Motivational gurus like Tim Ferriss have great posts about this relevant subject, too. I’ve always felt strongly that the bits of wisdom culled from travel are not relegated to life on the road. With more and more people taking the plunge, and giving the nomadic lifestyle a try, taking a moment to glean the life lessons learned from seeing the world anew feels pertinent. Most importantly, these tips can be applied no matter where we are in the vast world, or how stationary we may be — they’re all-around good practices for healthy, positive living.
Today, I’ll share the first of four main takeaways I’ve garnered from the past several years of my travel experience. I hope they will resonate with you, as they have for me personally.
Respect your personality: introversion vs. extroversion
One of my role models, the remarkable Susan Cain, has written a book called Quiet: The Power of Introverts, where she speaks on behalf of introverts everywhere about the importance of respecting our natural personalities. Anywhere from a third to a half of us are introverted, meaning that we need to spend a lot of quiet time alone in order to create and generate energy. It is equally important for extroverts to understand this personality type, so that we can understand one another better, and respect each other’s needs.
For me, traveling has really instilled the importance of this. During solo travel, we’re the sole arbitrator of our daily schedules: we can easily choose to spend the whole day inside reading, or stay out all night, partying; making time to chat with strangers is entirely up to us, in addition to how much we share, or withhold.
This makes time spent on the road perfect for practicing communicating our needs for space — or for social time — with others. It is also easier to recognize how much time we really do need for ourselves when we’re removed from our regular routine of work or family life. During travel, demands on our time are generally limited to whatever we choose.
At home, when we’re with our partners, families, or longtime friends, introverts still need to learn how to actively set boundaries around solitary time. Likewise, healthy relationships also require that extroverts convey their own needs for face-time with their loved one. In her book, however, Cain rightly points out that our society is very biased toward extroverts, making it more challenging to navigate life as an introvert. Noticing how much alone time we authentically need and communicating this to others is a positive practice for everyone to engage with. Doing so will also result in increased productivity and creativity — when we listen to our emotional and physical needs, we’re much more able to fulfill our true potential.

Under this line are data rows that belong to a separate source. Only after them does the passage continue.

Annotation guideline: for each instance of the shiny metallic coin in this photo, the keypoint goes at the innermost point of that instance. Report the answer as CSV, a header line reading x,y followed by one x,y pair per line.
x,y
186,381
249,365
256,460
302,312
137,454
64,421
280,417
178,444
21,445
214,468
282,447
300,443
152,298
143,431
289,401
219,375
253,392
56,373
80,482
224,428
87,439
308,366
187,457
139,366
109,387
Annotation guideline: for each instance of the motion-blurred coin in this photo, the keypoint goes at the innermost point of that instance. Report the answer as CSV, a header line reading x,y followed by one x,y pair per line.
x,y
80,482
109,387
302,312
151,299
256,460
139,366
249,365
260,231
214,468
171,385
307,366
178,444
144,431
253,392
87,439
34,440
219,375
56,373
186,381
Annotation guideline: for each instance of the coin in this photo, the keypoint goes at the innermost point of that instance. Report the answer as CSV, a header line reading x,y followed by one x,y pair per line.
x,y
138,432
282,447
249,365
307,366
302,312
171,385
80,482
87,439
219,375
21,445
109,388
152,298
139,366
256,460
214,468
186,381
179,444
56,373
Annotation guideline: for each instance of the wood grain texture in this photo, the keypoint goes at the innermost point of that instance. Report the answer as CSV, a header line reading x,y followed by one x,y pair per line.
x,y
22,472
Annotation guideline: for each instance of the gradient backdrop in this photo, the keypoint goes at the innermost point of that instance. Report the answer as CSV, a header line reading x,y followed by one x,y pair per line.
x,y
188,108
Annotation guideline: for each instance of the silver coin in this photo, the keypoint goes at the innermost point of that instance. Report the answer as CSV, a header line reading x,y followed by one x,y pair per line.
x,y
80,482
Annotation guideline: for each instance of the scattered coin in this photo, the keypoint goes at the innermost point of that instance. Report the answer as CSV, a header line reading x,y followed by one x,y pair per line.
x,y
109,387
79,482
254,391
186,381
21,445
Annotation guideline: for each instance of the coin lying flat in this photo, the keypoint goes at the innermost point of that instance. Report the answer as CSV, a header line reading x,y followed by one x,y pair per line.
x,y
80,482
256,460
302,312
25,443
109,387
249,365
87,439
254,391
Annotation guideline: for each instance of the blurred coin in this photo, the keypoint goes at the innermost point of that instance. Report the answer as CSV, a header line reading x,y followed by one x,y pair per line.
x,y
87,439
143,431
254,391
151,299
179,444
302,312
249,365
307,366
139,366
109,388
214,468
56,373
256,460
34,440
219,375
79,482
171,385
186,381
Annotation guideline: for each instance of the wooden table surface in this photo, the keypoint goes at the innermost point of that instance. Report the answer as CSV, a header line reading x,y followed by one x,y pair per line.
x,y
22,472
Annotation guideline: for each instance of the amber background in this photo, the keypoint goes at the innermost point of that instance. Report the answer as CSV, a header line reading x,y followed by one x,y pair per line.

In the following segment, I’ll touch on three more key life lessons culled from my time hopping from country to country. Whether we’re stationary or nomadic at heart, remembering to revel in whatever journey we’re currently venturing down will help bring perspective and lightness to the experience. The ultimate travel expedition will always remain the one we make inward, toward our hearts, as we evolve further into our authentic selves. No matter the path we take to get there, this most precious journey begs to be wholly embraced, with due pride and perseverance.
Wandering re-establishes the original harmony which once existed between man and the universe.